I looked up at the Skipper and saw the tears welling over from his eyes.
"Don't scold me, Jones," he said in a broken voice. "God knows I can't see my way clear to anything! Tell me what you think best, and I'll do it."
I saw that the old man's nerve was gone, and I suspected that with it had departed some of the good judgment for which he had been noted, I had heard, in years gone by. Had I started from Coenties Slip with the ship, I should have remonstrated with him, if possible, for taking a young girl on so hazardous a voyage; but I had joined the ship at Martinique, my own vessel having been lost off that island in a hurricane, of which more another time. The Captain had quarreled with his Mate, he had deserted, and I had taken the job, and glad to get it, too. My surprise was great when I found Miss Archer on board. I had always been pessimistic about her presence there, and now something like what I had anticipated had happened, and here was I left to care for a Captain who was broken and old, and a young girl of my own nation, for whose welfare I found that I cared more than was good for my peace of mind, and a boy who was of no use except to give us an occasional laugh, and a Bo's'n who went off into strange, mysterious attacks, and talked at such times miles over my head, as well as his own—a sublimated Bo's'n, who, though entirely illiterate in his normal moments, in attacks such as I have described spoke like a professor; who one moment was soaring in the skies, and raving of things spiritual and supernatural, and the next moment was talking like the veriest old Jacky that ever came out of a forecastle. I, too, was feeling upset with all that we had gone through, but I must keep my courage up if we were to escape from that accursed island.

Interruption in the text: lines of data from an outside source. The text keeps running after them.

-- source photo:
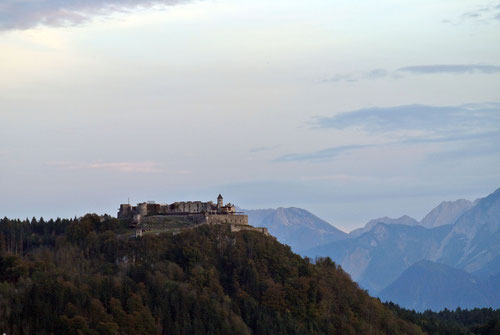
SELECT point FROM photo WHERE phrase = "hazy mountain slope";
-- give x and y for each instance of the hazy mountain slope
(474, 240)
(205, 280)
(446, 212)
(404, 220)
(296, 227)
(429, 285)
(378, 257)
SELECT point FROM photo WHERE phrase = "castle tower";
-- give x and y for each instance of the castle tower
(220, 202)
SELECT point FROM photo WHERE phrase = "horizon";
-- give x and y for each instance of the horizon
(285, 207)
(352, 111)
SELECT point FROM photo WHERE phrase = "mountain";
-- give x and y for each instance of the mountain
(404, 220)
(473, 244)
(445, 213)
(428, 285)
(379, 256)
(296, 227)
(379, 253)
(86, 277)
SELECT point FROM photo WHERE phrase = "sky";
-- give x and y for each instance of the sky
(353, 110)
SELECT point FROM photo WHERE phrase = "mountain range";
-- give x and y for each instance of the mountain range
(296, 227)
(456, 237)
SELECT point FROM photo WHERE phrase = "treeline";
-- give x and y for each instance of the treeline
(85, 276)
(478, 321)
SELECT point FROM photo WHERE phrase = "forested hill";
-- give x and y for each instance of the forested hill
(87, 277)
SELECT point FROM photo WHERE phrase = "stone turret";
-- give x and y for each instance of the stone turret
(220, 201)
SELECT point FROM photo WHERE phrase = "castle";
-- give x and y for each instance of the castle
(150, 214)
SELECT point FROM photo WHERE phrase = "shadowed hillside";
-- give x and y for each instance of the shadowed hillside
(87, 277)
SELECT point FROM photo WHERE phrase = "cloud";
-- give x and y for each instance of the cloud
(263, 148)
(351, 78)
(452, 69)
(411, 125)
(127, 167)
(321, 154)
(438, 119)
(482, 14)
(416, 69)
(25, 14)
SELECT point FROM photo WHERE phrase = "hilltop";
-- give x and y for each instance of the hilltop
(85, 276)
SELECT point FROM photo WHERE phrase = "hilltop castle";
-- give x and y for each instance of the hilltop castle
(148, 214)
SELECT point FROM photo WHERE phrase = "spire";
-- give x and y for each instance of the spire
(220, 201)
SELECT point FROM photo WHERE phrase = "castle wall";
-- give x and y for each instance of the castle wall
(227, 219)
(237, 228)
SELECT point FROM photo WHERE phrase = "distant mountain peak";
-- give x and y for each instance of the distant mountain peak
(296, 227)
(447, 212)
(404, 220)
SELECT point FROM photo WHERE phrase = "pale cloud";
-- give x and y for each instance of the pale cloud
(438, 119)
(126, 167)
(431, 69)
(451, 69)
(15, 14)
(321, 155)
(411, 125)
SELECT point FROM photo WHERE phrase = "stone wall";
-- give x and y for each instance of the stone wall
(237, 227)
(227, 219)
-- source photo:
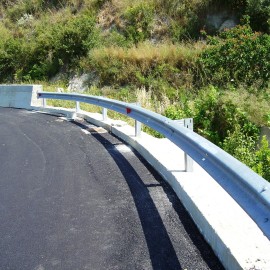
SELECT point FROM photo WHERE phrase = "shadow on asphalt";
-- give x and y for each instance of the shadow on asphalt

"Jones, what do you say to rowing back up along the beach and seeing if those fellows are alive? We ought to bury them decently if they have died since yesterday." The Skipper seemed suddenly to have developed a fancy for the rôle of Chaplain. Having tasted the pleasure of being in close communication with Heaven, on a confidential footing, so to speak, with Providence, the apologist and recommender of the dead of his crew, he hated to give up the job. I have noticed the same sort of frenzy in my wife at times. She (to speak mildly) used to dissipate, at certain seasons, in church meetings, going to Wednesday evening and Friday evening meetings, to noon prayer meetings, and three times to church.

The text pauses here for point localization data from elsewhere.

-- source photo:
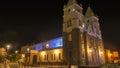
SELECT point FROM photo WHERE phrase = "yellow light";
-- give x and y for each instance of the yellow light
(56, 52)
(43, 53)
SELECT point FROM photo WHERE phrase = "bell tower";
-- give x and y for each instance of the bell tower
(73, 41)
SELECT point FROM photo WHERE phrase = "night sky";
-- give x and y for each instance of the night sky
(40, 21)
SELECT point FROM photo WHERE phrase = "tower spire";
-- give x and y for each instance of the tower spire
(70, 2)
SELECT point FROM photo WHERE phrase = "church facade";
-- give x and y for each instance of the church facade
(81, 43)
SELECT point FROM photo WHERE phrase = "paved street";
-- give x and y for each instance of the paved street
(17, 66)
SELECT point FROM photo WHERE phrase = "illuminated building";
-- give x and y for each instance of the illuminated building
(3, 52)
(81, 42)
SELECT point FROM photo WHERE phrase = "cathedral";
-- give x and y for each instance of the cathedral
(81, 43)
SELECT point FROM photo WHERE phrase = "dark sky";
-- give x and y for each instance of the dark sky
(42, 20)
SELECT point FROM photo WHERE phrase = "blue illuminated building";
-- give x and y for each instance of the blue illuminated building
(54, 43)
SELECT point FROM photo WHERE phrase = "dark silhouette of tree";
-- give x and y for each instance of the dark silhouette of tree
(10, 37)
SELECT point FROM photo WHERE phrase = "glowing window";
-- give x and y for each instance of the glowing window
(69, 37)
(59, 56)
(47, 45)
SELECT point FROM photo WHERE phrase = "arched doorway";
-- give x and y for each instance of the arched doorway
(34, 59)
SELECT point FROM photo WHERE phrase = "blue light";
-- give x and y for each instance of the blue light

On Sundays many's the time I've walked the floor with little Adoniah Schuyler second, while she was listening to Reverend Vandenwater thunder hell and damnation at the unrepentant. She has come in with an uplifted look on her face and an air of holy calm, which assured me that the next world held no place for such degenerates as myself. The Reverend Vandenwater demanded all her time and attention for the "Refuge for the Progeny of the Bondsman." But the Reverend Vandenwater disappeared with the funds of the Refuge, and she has not dissipated so extensively since. I used to tell her when she talked about the love of the Lord that it was spelled with a "V," which at times created a coolness in the family. But I have digressed.
I told the Skipper that I thought we had been enjoying ourselves long enough away from the camp, and that we should now return as soon as possible. As I spoke, I rested for a moment on my oars and turned my head in the direction of the camp.
"Strange!" said I; "there's no one on the beach." The Skipper stood up in the boat.